23:43 August 17, 2011 by krautrock
Vote for who? They're all the same. Take the energy issue for example....
09:57 August 18, 2011 by PiggyPoo
@Englishted and The-ex-pat:

:-) My better half (who is German, BTW) is of the same opinion as you two. :-)


Naja, the hairstyles vary... :-D
11:06 August 18, 2011 by DocEllis
Why does everyone think voting is such a sacred cow. Voting is expressing your views about the world you live in. Why is everyone so afraid to allow someone else to vote.

I am American by birth and the USA has some of the worst, most oppressive voting rights laws since South Africa. The USA is borderline Facist in some of their voting oppression.

Voting is something everyone who is a legal resident should be allowed to do. To deny someone the right to cast their choice influencing their views of the world around them is oppression. I am totally against any type of oppression.

So stop trying to disqualify someone for expressing their opion or choice or say so about the world they live in and embrace their choice as a freedom for them and a freedom for you. Because their freedom is your freedom.


A tax paying legal German resident without the power to cast my choices in the world in which I live.
09:22 August 19, 2011 by frankiep

I don't want to sound rude here, but honestly, no one is stopping you from being able to vote. You have just made the choice that it is simply not important enough for you. If it was important enough for you to vote in your home country then you could move back there and you would be eligible to vote immediately. I understand though that you no longer wish to live there, so you have given up that right.

You also have been living here in Germany for what I am assuming is a very long time, yet you refuse to to pay what amounts to a small administrative fee to gain citizenship, and the right to vote which goes along with it. It is not at all an unreasonable request to ask an immigrant who has been living in a country for 20 years to pay a small fee to become a citizen before being allowed to vote.

Again, I don't want to sound rude at all, but it sounds like you want it both ways. You want to be able to vote in the UK where you haven't lived in a long time, and I'm guessing don't plan on ever living there again. Plus you would want to be able to vote in Germany without having to take on responsibilities which come with obtaining citizenship.
13:47 August 22, 2011 by PiggyPoo

I don't know if this will get read now - I was away for a couple of days and had no chance to reply.

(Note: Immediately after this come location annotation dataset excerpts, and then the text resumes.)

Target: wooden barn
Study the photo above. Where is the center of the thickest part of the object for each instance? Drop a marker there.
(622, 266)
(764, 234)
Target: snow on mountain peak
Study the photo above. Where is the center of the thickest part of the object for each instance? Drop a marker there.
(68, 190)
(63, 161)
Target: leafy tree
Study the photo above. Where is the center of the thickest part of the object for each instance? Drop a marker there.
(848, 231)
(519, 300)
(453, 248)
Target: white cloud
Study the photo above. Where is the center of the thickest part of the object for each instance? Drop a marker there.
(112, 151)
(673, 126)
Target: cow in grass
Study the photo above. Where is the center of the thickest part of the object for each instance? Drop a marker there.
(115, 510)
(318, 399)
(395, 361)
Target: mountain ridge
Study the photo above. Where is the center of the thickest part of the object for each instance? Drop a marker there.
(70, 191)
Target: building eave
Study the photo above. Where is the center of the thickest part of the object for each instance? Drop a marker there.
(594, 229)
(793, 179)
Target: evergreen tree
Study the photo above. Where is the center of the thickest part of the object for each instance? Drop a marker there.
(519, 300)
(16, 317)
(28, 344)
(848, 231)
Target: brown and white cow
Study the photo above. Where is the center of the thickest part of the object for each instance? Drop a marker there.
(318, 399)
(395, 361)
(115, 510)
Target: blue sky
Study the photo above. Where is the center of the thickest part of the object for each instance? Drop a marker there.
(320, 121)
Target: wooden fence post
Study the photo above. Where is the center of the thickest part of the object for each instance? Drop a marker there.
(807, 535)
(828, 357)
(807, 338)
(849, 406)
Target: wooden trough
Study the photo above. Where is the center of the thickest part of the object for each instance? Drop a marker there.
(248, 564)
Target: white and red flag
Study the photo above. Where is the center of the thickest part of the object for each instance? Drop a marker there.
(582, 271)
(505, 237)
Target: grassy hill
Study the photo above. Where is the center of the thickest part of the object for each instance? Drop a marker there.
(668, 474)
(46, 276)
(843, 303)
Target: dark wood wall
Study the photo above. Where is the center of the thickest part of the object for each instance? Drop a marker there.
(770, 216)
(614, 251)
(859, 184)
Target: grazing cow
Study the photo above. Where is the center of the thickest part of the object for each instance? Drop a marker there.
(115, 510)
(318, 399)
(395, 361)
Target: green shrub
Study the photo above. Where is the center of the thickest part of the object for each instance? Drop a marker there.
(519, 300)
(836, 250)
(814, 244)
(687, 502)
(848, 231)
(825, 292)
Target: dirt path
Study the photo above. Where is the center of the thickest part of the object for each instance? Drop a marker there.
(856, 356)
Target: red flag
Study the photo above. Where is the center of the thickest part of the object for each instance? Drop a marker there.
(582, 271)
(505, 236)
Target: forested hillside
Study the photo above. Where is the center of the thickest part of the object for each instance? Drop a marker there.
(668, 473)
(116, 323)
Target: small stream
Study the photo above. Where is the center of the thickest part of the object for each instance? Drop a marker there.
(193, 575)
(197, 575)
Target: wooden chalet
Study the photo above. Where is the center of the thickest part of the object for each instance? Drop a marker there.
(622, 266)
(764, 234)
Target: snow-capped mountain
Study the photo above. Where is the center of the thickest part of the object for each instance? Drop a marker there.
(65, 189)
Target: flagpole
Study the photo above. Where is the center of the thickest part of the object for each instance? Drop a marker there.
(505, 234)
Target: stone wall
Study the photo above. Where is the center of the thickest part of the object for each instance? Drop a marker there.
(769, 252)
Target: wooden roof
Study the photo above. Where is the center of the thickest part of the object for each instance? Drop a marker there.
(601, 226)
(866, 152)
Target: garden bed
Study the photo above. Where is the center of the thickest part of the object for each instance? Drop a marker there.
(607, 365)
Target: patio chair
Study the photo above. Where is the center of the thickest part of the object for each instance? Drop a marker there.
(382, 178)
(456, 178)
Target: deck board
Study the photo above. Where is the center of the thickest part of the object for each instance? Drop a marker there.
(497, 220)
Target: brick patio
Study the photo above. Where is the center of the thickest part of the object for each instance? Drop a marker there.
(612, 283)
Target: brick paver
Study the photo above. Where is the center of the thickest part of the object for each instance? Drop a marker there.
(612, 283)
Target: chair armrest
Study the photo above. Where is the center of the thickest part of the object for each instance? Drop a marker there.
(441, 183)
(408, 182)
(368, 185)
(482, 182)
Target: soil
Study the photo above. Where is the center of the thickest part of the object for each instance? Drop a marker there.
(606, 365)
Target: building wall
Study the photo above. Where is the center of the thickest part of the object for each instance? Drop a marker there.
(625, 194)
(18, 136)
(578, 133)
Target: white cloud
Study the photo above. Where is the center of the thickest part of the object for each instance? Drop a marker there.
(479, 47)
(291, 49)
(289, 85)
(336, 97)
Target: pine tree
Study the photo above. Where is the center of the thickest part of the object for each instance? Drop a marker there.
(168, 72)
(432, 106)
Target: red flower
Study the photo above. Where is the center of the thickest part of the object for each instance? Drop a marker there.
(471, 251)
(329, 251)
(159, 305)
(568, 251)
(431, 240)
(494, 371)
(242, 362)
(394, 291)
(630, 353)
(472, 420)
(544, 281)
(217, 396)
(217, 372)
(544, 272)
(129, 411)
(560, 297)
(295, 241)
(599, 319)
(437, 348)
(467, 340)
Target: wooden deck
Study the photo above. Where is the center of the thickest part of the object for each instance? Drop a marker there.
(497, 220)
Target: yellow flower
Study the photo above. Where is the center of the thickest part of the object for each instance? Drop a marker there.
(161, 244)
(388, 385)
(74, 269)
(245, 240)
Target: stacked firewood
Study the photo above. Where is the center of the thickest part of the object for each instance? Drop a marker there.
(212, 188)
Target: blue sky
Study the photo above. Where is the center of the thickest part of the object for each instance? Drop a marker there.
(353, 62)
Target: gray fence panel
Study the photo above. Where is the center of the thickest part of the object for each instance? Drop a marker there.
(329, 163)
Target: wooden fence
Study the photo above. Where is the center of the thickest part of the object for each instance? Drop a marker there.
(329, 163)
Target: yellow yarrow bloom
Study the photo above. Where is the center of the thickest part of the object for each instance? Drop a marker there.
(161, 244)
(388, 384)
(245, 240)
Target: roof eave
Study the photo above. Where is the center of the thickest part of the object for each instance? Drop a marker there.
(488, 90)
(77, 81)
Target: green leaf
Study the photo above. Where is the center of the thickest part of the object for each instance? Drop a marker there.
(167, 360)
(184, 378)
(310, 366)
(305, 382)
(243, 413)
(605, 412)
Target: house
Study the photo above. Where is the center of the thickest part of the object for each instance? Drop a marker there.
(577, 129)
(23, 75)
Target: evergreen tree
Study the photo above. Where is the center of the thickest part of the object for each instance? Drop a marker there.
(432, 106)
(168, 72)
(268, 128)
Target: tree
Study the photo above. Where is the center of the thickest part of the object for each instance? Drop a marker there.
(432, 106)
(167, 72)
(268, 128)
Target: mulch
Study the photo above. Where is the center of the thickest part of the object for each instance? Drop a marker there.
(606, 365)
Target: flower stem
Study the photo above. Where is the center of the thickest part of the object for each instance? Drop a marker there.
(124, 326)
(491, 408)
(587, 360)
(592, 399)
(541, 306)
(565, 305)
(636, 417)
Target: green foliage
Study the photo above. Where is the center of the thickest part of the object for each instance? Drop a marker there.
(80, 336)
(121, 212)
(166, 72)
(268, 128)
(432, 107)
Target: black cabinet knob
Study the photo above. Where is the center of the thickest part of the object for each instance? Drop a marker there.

You appear to have misunderstood me. I most certainly do not "want it both ways". The "right to vote" is something that is repeatedly harped on about by human rights activists. My view is that everybody should have the opportunity to vote, in ONE country only.

I no longer live in England and have no wish to vote there. However, I feel that the red tape surrounding the processing of citizenship in Germany is extremely ausländerfeindlich. Perhaps it is different where you live, but the employees at the Einwohnermeldeamt here, which is responsible for processing such matters, are some of the most arrogant I have ever encountered, regardless of how friendly and polite the "customers" are.

Also, you and I have differing views as to what constitutes "a small fee".

If I take dual nationality, I receive a Perso and can vote. I fail to see what "responsibilities" you are referring to.

We'll just have to differ on this one.